1. Mechanical clockwork (1) with an oscillating mass (2) arranged in a first clockwork level (7), characterized in that in at least one further clockwork level (26) several serially operatively connected spring houses (30, 31, 32, 33 , 34) are arranged.

2. Mechanical clockwork (1) according to claim 1, characterized in that several barrels (4, 5, 30, 31, 32, 33, 34) are arranged on several levels and that these are operatively connected via at least one transmission element (11, 12) are.

3. Mechanical clockwork (1) according to one of the preceding claims, characterized in that the serially operatively connected spring barrels (30, 31, 32, 33, 34) lying on the at least one further level are configured identically or differently.

4. Mechanical clockwork (1) according to one of the preceding claims, characterized in that the plurality of serially operatively connected barrels (30, 31, 32, 33, 34) are arranged in a detachable module (25).

5. Mechanical clockwork (1) according to one of the preceding claims, characterized in that the barrel (5) arranged closest to the oscillating mass (2) in the operative connection chain has a rotational speed of 4 to 10 revolutions per day.

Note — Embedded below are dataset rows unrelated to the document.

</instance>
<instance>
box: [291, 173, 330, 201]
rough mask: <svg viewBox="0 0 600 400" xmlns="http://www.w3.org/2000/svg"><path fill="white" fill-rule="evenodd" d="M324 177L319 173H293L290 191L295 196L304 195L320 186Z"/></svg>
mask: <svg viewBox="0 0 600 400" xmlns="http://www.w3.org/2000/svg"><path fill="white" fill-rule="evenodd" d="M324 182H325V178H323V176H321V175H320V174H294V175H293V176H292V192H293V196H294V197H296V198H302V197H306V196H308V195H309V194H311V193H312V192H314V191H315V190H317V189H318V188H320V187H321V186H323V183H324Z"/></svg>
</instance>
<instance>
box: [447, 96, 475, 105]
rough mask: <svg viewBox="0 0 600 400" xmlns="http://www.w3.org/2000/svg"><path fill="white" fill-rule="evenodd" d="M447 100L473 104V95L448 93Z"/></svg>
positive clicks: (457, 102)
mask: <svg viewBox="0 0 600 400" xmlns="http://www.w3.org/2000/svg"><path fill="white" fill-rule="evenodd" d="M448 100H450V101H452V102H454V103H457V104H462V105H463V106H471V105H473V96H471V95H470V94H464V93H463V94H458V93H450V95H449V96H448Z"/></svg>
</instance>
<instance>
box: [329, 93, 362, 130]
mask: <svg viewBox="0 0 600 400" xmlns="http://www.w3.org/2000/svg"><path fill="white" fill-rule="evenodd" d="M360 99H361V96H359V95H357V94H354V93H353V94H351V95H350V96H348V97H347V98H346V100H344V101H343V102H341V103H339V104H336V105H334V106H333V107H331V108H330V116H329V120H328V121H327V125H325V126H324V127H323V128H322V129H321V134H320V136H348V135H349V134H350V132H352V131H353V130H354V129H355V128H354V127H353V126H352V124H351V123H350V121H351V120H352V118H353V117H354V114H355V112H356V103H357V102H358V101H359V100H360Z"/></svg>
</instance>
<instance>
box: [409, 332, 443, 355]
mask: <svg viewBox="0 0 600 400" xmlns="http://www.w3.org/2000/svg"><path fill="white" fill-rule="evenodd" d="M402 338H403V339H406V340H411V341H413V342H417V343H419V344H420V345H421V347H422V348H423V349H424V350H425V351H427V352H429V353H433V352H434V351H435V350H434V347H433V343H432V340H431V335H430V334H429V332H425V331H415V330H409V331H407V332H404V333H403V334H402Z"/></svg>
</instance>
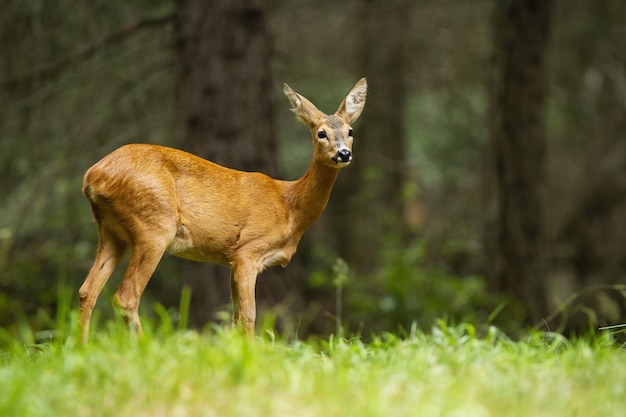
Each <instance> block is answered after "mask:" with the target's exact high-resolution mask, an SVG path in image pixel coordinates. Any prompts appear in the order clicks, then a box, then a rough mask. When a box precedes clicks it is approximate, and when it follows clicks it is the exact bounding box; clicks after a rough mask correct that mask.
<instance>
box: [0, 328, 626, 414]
mask: <svg viewBox="0 0 626 417" xmlns="http://www.w3.org/2000/svg"><path fill="white" fill-rule="evenodd" d="M120 327H121V326H111V327H109V328H108V329H104V330H100V331H98V332H97V333H96V334H95V335H93V339H92V341H91V343H90V344H89V345H88V346H86V347H81V346H78V345H76V344H75V338H74V337H73V336H71V337H65V338H61V339H62V340H59V341H53V342H50V343H44V344H36V345H24V344H20V343H17V342H15V341H14V342H11V343H5V345H7V347H6V348H5V349H4V350H3V351H2V352H0V355H1V357H0V415H2V416H7V417H8V416H22V417H24V416H43V415H46V416H168V417H169V416H246V417H254V416H325V417H330V416H346V415H354V416H360V417H367V416H469V417H471V416H607V415H619V414H621V413H623V411H624V409H626V379H625V378H624V371H623V369H624V360H625V356H624V351H623V348H622V347H621V346H619V345H616V344H614V343H613V342H612V341H611V340H610V337H608V336H602V335H598V336H597V337H596V338H595V339H593V340H591V339H590V340H576V341H568V340H566V339H565V338H563V337H562V336H559V335H553V334H545V333H544V334H541V333H536V334H532V335H529V336H528V337H527V338H526V339H525V340H522V341H517V342H513V341H511V340H508V339H507V338H506V337H505V336H504V335H502V334H500V333H499V332H498V331H497V330H496V329H493V328H492V329H489V331H487V332H486V334H485V335H484V336H481V337H478V336H477V335H476V331H475V329H474V328H473V327H472V326H471V325H461V326H457V327H448V326H446V325H445V324H443V323H439V325H438V326H437V327H436V328H434V329H433V332H432V333H430V334H424V333H421V332H419V331H416V330H414V331H413V332H411V334H408V335H405V336H404V337H398V336H395V335H391V334H385V335H381V336H375V337H374V338H373V341H372V342H370V343H363V342H361V341H360V340H359V339H351V340H346V339H337V338H334V337H331V338H329V339H327V340H317V341H308V342H300V341H296V342H285V341H281V340H276V339H275V338H274V337H270V336H271V333H265V334H264V337H257V338H256V339H254V340H250V339H248V338H246V337H244V336H242V335H240V334H239V333H238V332H236V331H233V330H231V329H221V330H220V329H213V330H212V331H209V332H207V333H206V334H199V333H197V332H192V331H183V330H178V329H174V328H173V327H172V326H165V327H161V328H160V329H156V330H151V329H150V328H148V329H147V334H146V336H145V337H143V338H140V339H138V340H134V339H133V338H131V337H129V336H128V335H127V333H126V331H125V329H123V328H120ZM71 333H75V331H72V332H71Z"/></svg>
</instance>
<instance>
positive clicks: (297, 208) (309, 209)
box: [286, 158, 339, 233]
mask: <svg viewBox="0 0 626 417" xmlns="http://www.w3.org/2000/svg"><path fill="white" fill-rule="evenodd" d="M338 174H339V169H338V168H332V167H330V166H328V165H325V164H323V163H321V162H319V161H317V160H316V159H315V158H314V159H313V162H311V165H310V166H309V169H308V170H307V172H306V173H305V174H304V175H303V176H302V178H300V179H299V180H296V181H293V182H291V183H290V184H289V187H288V188H287V195H286V197H287V202H288V204H289V207H290V209H291V210H292V213H295V214H294V225H295V227H296V229H297V230H300V231H301V232H302V233H304V231H305V230H306V229H307V228H308V227H309V226H311V224H313V222H315V220H317V219H318V217H319V216H320V215H321V214H322V212H323V211H324V209H325V208H326V204H327V203H328V199H329V197H330V192H331V191H332V189H333V185H334V184H335V181H336V180H337V175H338Z"/></svg>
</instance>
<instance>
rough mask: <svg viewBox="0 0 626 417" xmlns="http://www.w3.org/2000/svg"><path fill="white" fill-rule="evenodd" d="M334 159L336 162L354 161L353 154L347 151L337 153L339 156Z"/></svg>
mask: <svg viewBox="0 0 626 417" xmlns="http://www.w3.org/2000/svg"><path fill="white" fill-rule="evenodd" d="M333 159H334V160H335V162H338V161H341V162H350V160H351V159H352V153H350V151H349V150H347V149H342V150H340V151H337V155H335V157H334V158H333Z"/></svg>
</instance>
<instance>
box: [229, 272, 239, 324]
mask: <svg viewBox="0 0 626 417" xmlns="http://www.w3.org/2000/svg"><path fill="white" fill-rule="evenodd" d="M230 298H231V300H232V302H233V324H235V325H236V324H239V291H238V290H237V284H236V282H235V269H234V268H231V269H230Z"/></svg>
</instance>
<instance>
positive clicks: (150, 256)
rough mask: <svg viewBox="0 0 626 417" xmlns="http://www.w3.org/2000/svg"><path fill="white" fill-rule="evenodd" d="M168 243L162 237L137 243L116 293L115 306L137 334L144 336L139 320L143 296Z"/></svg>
mask: <svg viewBox="0 0 626 417" xmlns="http://www.w3.org/2000/svg"><path fill="white" fill-rule="evenodd" d="M170 240H171V239H170ZM168 243H169V241H168V242H165V241H164V240H163V239H162V237H161V238H156V239H153V240H144V241H142V242H141V243H135V244H134V246H133V251H132V254H131V255H130V261H129V263H128V268H127V269H126V272H125V274H124V277H123V278H122V282H121V283H120V286H119V287H118V289H117V291H116V292H115V296H114V299H113V304H114V305H115V307H116V308H117V309H118V311H119V312H120V313H121V314H122V317H123V318H124V321H125V322H126V324H127V325H128V327H129V328H130V329H131V331H134V332H136V333H137V334H142V328H141V322H140V320H139V302H140V300H141V295H142V294H143V291H144V290H145V288H146V286H147V285H148V281H150V278H151V277H152V274H153V273H154V270H155V269H156V267H157V265H158V264H159V262H160V261H161V258H162V257H163V254H164V253H165V249H166V248H167V245H168Z"/></svg>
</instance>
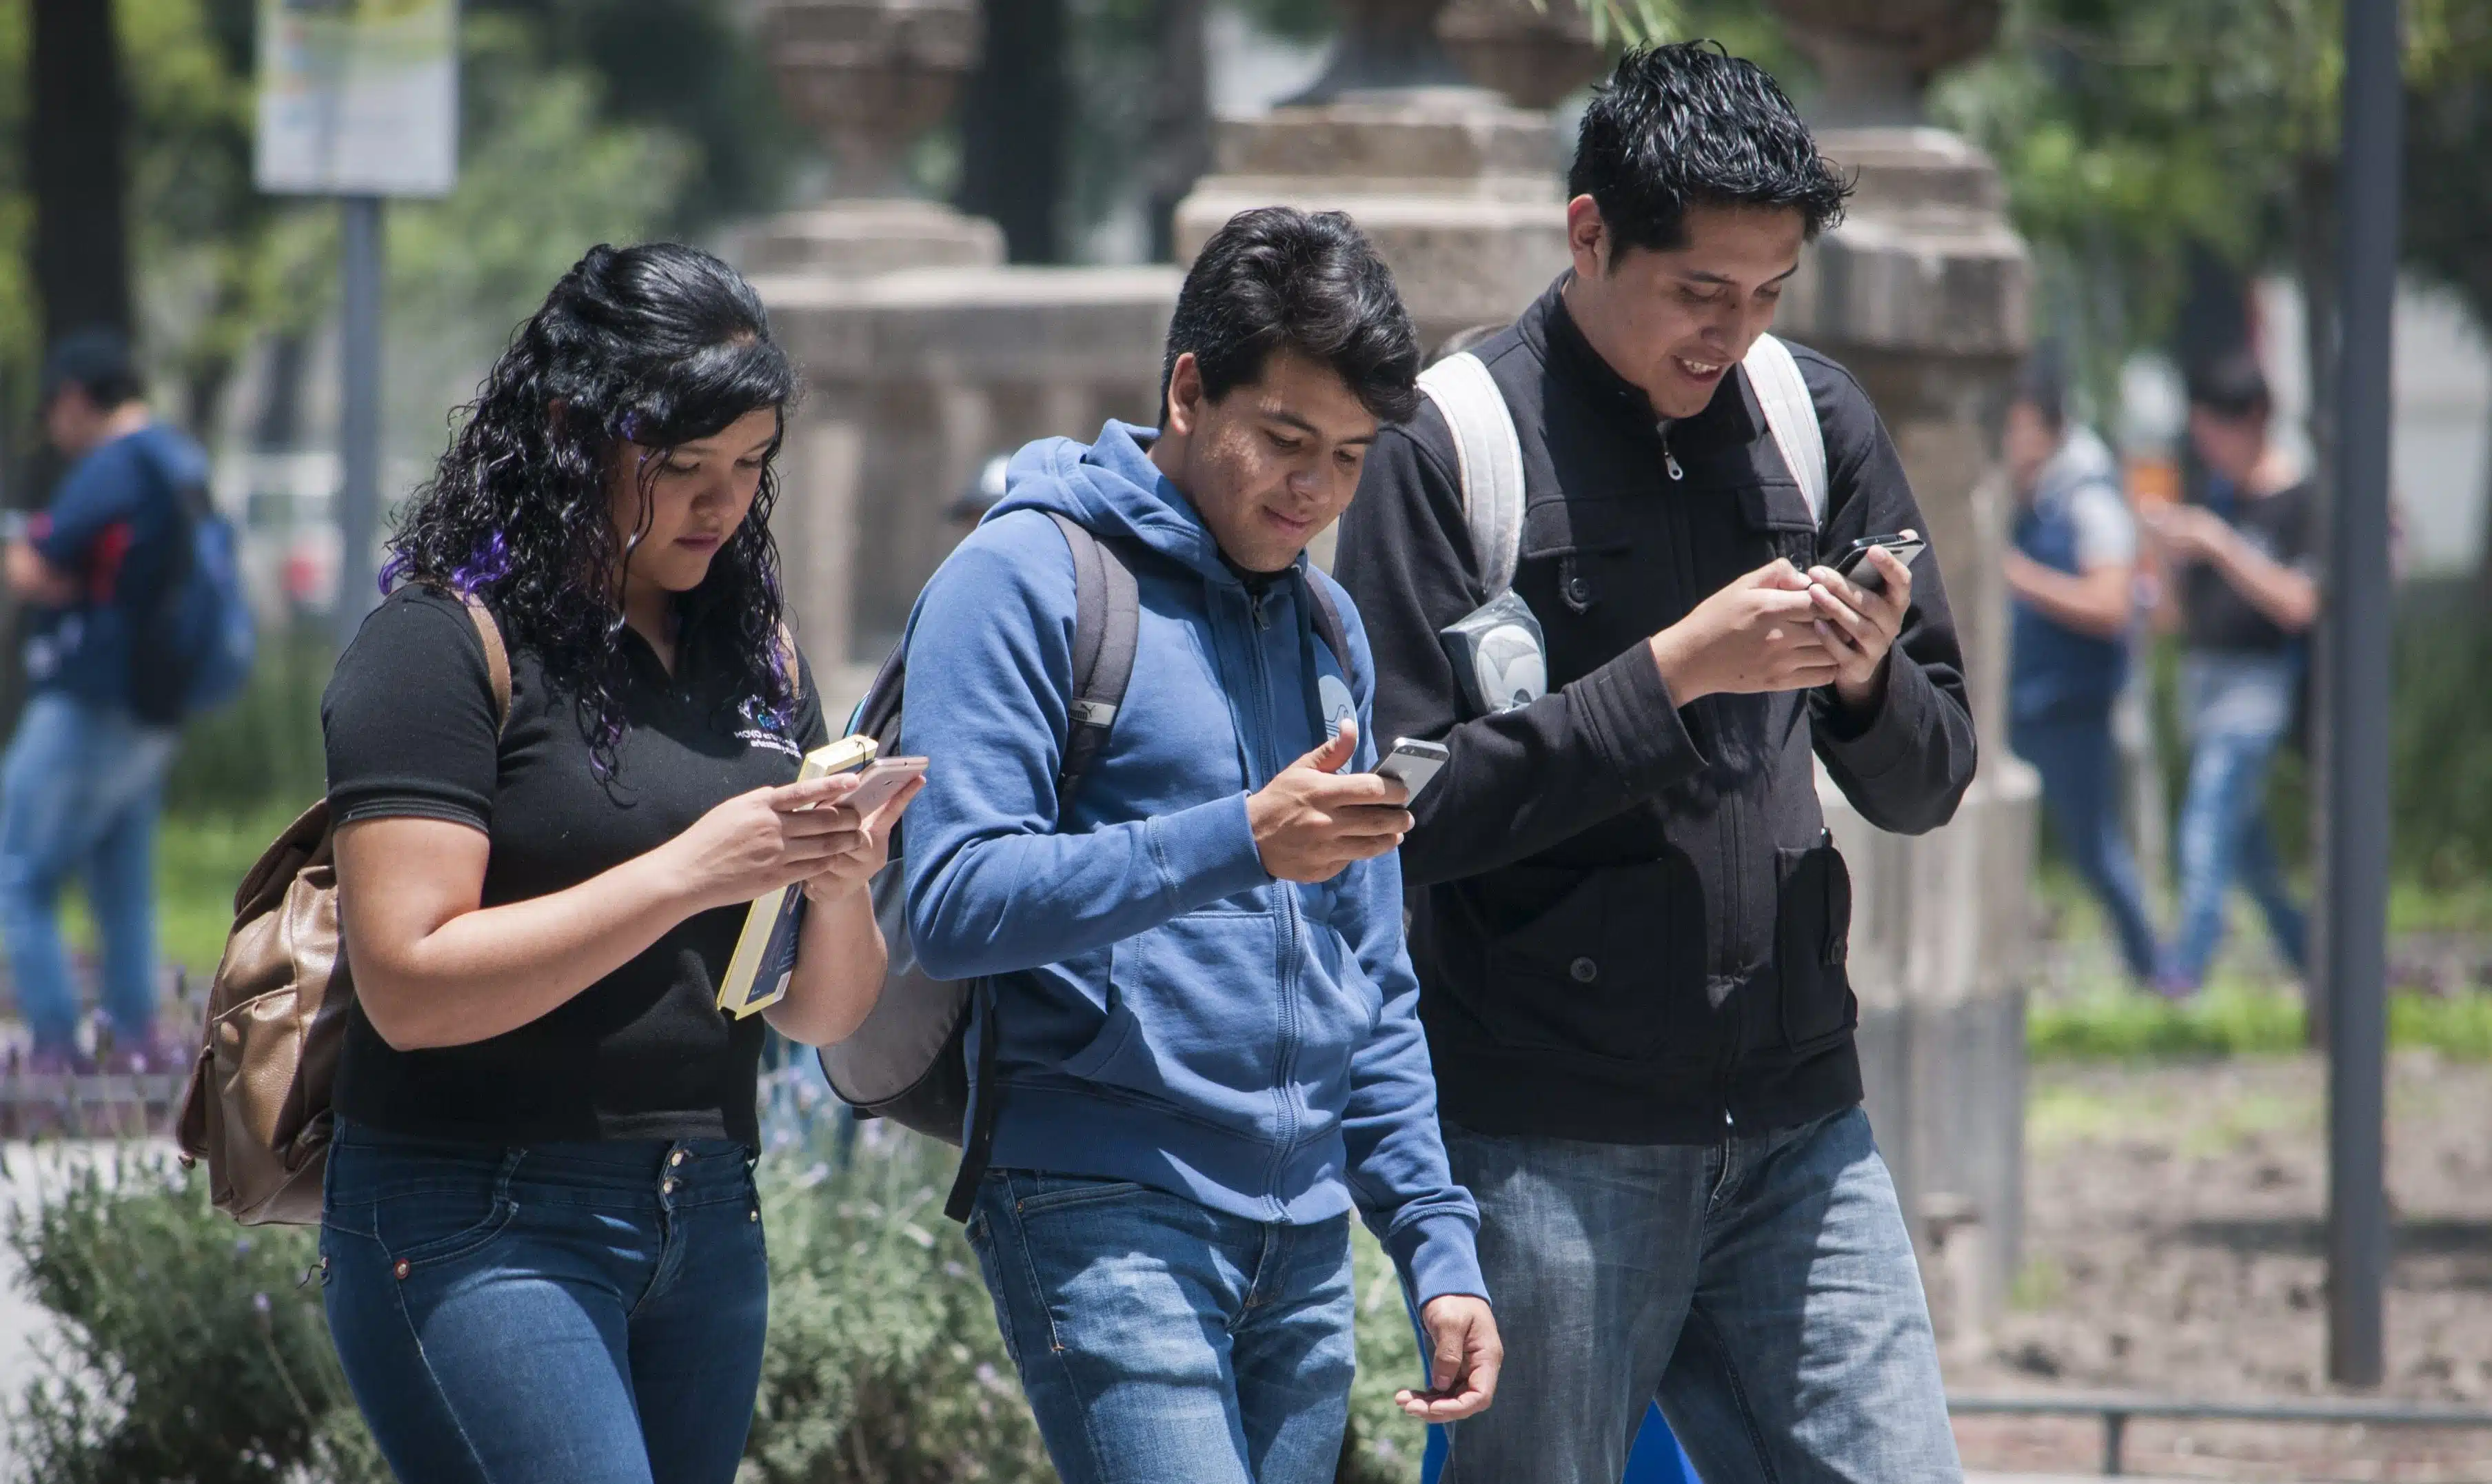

, Mechanical clockwork (1) according to one of the preceding claims, characterized ^{* in} that the barrel (4) arranged furthest from the oscillating mass (2) in the operative connection chain has a slip clutch.

Mechanical clockwork (1) according to one of the preceding claims, characterized in that a spring arranged in a barrel (4, 5, 30, 31, 32, 33, 34) has a variable curvature and / or a variable thickness such that it has an approximately constant spring characteristic.

8. Mechanical clockwork (1) according to one of the preceding claims, characterized in that the plurality of barrels (30, 31, 32, 33, 34) are arranged around a center.

Mechanical clockwork (1) according to claim 8, characterized in that the several barrels (30, 31, 32, 33, 34) are arranged lying on a circle.

10. Mechanical clockwork (1) according to one of the preceding claims, characterized in that the clockwork (1) has means for coupling a module (25).